The meeting was announced Nov. 1 jointly by the two companies and will be held in Charlotte at the SpringHill Suites Charlotte Ballantyne.
Details of the meeting and the merger were published in a proxy statement filed Nov. 1 with the Securities and Exchange Commission. The filing updates the preliminary proxy.
Under terms of the merger agreement, Snyder’s shareholders will receive 108.25 shares of Lance common stock for each share of Snyder’s common stock they own. This exchange ratio had a value of $1,732 for each share of Snyder’s common stock the day before the merger agreement was reached. As of mid-October, the ratio equated to $2,443 in value for each share of Snyder’s common stock. Snyder’s had about 300,000 shares outstanding in mid-June, bringing the value of the transaction to Snyder’s shareholders to about $730 million.
The proxy affirmed the plan for Lance shareholders to be paid a special cash dividend of $3.75 per share prior to but conditioned on the closing of the merger.
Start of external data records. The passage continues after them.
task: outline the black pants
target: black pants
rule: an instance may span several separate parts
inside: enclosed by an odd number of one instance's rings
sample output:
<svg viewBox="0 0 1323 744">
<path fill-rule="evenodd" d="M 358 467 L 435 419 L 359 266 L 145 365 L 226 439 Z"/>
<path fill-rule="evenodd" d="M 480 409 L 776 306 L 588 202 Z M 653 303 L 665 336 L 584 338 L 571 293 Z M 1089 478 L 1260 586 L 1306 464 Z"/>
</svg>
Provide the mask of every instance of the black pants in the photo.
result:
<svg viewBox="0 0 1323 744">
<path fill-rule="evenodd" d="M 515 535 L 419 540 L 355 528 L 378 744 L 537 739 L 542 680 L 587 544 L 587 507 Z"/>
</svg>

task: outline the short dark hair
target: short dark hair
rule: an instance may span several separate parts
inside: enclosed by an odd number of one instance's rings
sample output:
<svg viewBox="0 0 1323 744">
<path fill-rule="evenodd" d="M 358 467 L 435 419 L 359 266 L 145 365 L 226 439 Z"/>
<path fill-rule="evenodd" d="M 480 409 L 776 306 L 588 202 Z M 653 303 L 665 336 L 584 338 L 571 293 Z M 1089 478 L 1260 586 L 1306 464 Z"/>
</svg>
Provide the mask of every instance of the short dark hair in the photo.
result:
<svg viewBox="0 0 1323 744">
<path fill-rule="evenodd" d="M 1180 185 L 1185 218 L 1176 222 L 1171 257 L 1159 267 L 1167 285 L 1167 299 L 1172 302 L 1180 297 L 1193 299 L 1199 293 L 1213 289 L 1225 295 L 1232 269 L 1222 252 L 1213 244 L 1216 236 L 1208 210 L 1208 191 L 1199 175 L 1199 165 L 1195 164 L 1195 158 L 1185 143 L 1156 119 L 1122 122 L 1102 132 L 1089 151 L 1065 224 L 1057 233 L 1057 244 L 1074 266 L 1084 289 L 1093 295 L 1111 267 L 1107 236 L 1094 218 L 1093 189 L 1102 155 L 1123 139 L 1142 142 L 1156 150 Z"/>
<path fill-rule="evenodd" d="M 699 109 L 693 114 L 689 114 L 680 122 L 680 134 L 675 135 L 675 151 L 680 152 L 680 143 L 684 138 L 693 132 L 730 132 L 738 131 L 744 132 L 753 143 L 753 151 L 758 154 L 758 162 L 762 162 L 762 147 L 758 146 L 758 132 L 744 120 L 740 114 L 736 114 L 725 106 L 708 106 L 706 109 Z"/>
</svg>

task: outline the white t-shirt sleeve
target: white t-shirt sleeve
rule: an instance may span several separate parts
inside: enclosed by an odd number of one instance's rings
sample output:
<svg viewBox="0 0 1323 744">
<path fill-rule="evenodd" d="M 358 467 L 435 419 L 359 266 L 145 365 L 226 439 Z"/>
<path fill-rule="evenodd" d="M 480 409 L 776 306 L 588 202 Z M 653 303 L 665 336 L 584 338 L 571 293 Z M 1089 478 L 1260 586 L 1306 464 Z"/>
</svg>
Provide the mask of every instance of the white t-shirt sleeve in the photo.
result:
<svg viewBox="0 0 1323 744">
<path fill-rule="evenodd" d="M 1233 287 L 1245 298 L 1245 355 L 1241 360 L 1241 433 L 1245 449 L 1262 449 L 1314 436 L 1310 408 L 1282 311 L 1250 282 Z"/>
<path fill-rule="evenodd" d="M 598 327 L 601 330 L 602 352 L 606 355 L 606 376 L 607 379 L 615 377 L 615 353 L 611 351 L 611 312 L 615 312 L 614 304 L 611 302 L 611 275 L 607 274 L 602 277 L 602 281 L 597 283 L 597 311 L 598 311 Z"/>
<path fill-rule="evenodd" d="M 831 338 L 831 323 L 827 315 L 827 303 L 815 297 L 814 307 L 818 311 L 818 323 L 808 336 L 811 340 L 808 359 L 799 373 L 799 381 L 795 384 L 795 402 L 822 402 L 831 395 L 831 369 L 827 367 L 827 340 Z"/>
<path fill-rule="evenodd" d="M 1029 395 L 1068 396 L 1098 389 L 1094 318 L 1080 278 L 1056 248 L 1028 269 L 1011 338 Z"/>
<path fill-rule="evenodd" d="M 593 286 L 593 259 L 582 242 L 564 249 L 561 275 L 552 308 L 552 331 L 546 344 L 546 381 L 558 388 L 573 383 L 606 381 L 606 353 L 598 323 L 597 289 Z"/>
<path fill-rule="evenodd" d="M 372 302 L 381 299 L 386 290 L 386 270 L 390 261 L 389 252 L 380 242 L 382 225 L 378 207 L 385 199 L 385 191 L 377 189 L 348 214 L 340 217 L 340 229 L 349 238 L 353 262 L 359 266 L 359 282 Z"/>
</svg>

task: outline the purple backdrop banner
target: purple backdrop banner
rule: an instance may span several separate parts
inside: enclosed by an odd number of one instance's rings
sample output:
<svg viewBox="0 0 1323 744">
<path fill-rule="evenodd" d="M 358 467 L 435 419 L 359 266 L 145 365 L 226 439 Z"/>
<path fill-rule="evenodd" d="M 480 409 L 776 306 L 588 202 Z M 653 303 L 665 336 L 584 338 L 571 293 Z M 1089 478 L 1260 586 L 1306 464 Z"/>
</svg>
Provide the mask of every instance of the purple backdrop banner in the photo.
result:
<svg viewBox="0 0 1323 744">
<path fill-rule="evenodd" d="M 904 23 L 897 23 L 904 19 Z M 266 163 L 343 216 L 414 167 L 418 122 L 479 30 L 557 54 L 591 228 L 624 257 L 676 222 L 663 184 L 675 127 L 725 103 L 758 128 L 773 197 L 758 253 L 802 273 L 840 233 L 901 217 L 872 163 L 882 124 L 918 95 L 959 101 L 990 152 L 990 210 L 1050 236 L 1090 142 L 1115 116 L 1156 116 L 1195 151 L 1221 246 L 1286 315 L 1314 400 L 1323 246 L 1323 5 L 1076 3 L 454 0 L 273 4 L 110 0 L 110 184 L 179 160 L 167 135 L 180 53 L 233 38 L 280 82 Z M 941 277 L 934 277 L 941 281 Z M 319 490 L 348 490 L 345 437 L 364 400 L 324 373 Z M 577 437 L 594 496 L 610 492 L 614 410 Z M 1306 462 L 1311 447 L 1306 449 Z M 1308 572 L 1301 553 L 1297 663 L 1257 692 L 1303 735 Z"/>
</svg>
With about 32 million shares outstanding, the dividend will be worth about $120 million.
Lance stockholders will continue to own their existing shares under the transaction.
When the transaction closes, Lance shareholders will own about 49.9% of the combined company with Snyder’s shareholders owning 50.1%.
At the meeting, Lance shareholders will be asked to approve the issuance of additional Lance common stock in connection with the merger, to change the company’s name to Snyder’s-Lance, Inc. and to elect two directors with terms ending in 2012 and two with terms ending in 2013.
Under Nasdaq rules, a majority of the votes cast would constitute shareholder approval. The two companies expect the merger to be completed before the end of 2010.